The Federal Reserve is viewed as having too much influence on capital markets and is seen as behind the curve when it comes to interest rates, according to a new online Wall Street survey.
Fifty-nine percent of respondents to the survey, conducted by ConvergEx Group, said the central bank was behind the curve with respect to interest rates, given its dual mandate of maximizing employment and controlling inflation.
Thirty-two percent said rates were just right at current levels. The survey of 219 investment professionals from the buy-side, sell-side and trading venues, was conducted Aug. 12 to 14, just ahead of the Fed's annual Jackson Hole, Wyoming, symposium this week.
That contrasts somewhat with the findings of CNBC's own Fed survey, which found 49 percent of respondents said the central bank was just right when it came to accommodation. Forty-six percent said it was too accommodative. Thirty-six economists, fund managers and analysts participated in the CNBC survey.
Two-thirds of the respondents in ConvergEx's survey said the Fed has too much influence on capital markets, and 38 percent said they were confident the Fed was making the right policy decisions. But 34 percent combined said they were not confident the Fed was making the right decisions, while 28 percent were neutral.
CovergEx's chief market strategist, Nicholas Colas, said the Fed's influence on markets is a personal pet peeve, and he was not surprised respondents agreed. "I do think it might be a healthier relationship between capital markets and Federal Reserve officials if they take a step back. Not to be secretive but not to be in the press all the time and make comments on stock valuations. I'm not sure it's healthy for them to be so apparent in the print press and media."
What did surprise Colas was the number of participants who say the Fed is behind the curve. "We are at a very important juncture for monetary policy and central banking globally. We have navigated through the rescue period and that was handled well. Saving the world was an awesome thing the Fed did. How do they unwind saving the world?" he asked, noting it's a difficult transition.

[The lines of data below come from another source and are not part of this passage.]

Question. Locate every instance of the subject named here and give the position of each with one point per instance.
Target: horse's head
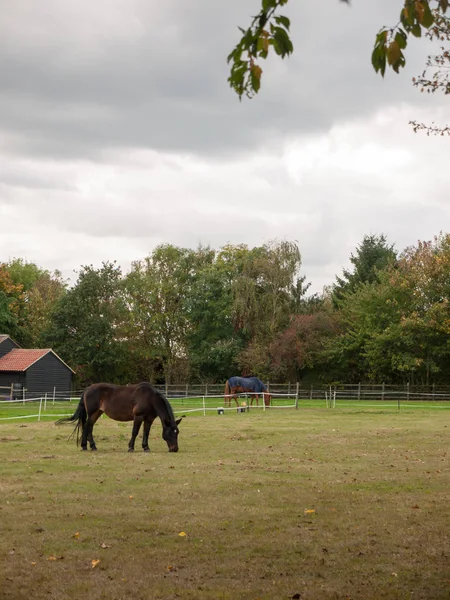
(170, 434)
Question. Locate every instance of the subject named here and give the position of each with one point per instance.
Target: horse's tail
(79, 417)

The Fed's Jackson Hole symposium is expected to send a dovish message, as central bank Chair Janet Yellen reiterates her view that the labor market is still not healed, and interest rates should not rise for a while longer. But Fed officials provided a bit of unexpected news for markets Wednesday when the minutes of the July meeting showed that officials were surprised by improvement in the labor market and had discussed but rejected earlier rate hikes.
There was also a Fed chair report card in the survey, though its early days for Yellen. More than half, or 53 percent, gave Yellen a "B" grade, but she got zero votes in a question on who is your favorite Fed chairman.
Forty-eight percent said Paul Volcker, 31 percent named Ben Bernanke, and 18 percent favored Alan Greenspan. The controversial Arthur Burns got 1 percent.
The ConvergEx survey has a margin of error of plus or minus 10 percentage points.